BlackWidow High-Radix Clos Inter-Chip Network

S. Scott, D. Abts, J. Kim, and W.J. Dally. "The BlackWidow High-Radix Clos Network." International Symposium on Computer Architecture (ISCA), June 2006.

This paper discusses the network used in the Cray X2 (BlackWidow) supercomputer. There are actually two different networks: the system-level network that connects processors together and the router-level on-chip network that implements a single-chip high-radix router (YARC). What topology, routing, and flow-control is used in each network? Students should attempt to try and understand each network's application requirements and technology constraints, since ultimately these factors result in two very different network architectures. The system-level network topology diagrams in Figure 1 and 2 are actually a little difficult to understand. Students will probably need to read the text in Section 2.2 carefully and sketch their own diagrams. Look at Figure 4 and identify the router stages we have discussed in class. Why is such a long router latency acceptable? Students should spend some time trying to understand how the YARC microarchitecture actually works. It might be interesting for students to consider how the YARC microarchitecture relates to the on-chip flattened butterfly MICRO'07 paper by a similar set of authors. Students should also try and understand the system-level routing algorithm used by the Cray X2. Why does it use a oblivious deterministic routing algorithm for requests but an adaptive routing algorithm for responses?
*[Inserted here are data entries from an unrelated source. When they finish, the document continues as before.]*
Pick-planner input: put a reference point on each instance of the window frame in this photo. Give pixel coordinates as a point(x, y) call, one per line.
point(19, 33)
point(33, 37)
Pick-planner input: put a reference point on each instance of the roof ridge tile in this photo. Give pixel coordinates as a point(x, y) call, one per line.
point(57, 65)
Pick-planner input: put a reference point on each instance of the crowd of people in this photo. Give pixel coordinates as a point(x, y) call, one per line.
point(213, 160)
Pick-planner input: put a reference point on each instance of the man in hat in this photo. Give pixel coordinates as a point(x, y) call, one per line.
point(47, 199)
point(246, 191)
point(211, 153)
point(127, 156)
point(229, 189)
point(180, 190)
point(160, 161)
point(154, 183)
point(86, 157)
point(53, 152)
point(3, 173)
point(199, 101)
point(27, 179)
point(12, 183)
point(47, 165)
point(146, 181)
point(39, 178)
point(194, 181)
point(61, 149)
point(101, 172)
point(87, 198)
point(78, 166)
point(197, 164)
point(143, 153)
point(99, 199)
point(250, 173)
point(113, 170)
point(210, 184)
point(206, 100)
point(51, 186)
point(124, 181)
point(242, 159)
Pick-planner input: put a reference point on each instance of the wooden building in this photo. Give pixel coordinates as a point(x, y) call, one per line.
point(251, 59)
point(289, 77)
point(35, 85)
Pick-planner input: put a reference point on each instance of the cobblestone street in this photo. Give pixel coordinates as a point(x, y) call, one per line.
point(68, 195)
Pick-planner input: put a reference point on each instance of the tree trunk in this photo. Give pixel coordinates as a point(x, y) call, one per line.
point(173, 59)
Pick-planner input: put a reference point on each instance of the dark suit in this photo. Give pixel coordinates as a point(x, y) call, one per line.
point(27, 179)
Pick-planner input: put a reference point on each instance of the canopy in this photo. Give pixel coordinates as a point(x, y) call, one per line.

How can the request routing algorithm, which is oblivious and deterministic, still provide good global load balancing? Section 7 provides a nice discussion of various aspects of both the system-level and router-level networks. The related ISCA'05 paper introduces the general concept of implementing high-radix routers in this style, and the related SC'07 paper describes the Cray X2 supercomputer that actually uses this network.